Les rémunérations des dirigeants  des sociétés cotées devraient dorénavant être soumises à un vote (consultatif) des actionnaires, selon le nouveau code Afep/Medef.

Conformément à leur engagement d’auto-réguler les rémunérations trop élevées, le Medef et l’Afep ont modifié leur code de gouvernance en adoptant le principe du “Say on pay”  (“se prononcer sur les rémunérations”).

Les actionnaires des sociétés cotées auront un droit de vote sur le montant des rémunérations des dirigeants (président, directeur général, directeur général délégué), mais il ne sera pas contraignant.

Le vote sera un moyen de pression et d’alerte. Le Medef indique que “les actionnaires voteront sur ces rémunérations à compter des assemblées générales de l’année prochaine. En cas d’avis négatif, le conseil, sur avis du comité des rémunérations, devra se prononcer sur les suites qu’il entend donner aux attentes des actionnaires”.

En cas de désaccord des actionnaires, les sociétés devront donc expliquer publiquement (par communiqué sur leur site internet et dans leurs rapports annuels) les raisons du maintien du niveau de rémunération, selon le principe anglo-saxon du “comply or explain” (se conformer ou s’expliquer)

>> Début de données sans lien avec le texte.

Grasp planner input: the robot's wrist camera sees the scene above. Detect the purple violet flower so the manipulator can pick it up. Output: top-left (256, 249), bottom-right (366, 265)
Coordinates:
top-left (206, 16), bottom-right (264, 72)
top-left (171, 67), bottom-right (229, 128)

Un “Haut Comité”, composé de 7 membres, est crée pour contrôler l’application des recommandations. Il pourra s’auto-saisir sur certains dossiers.

D’autres changements sont prônées par le code : les dirigeants ne pourront détenir plus de 2 mandats dans des sociétés cotées extérieures au groupe, une plus de transparence des rémunérations variables pluriannuelles, et la participation d’un administrateur salarié au comité de rémunération est conseillée.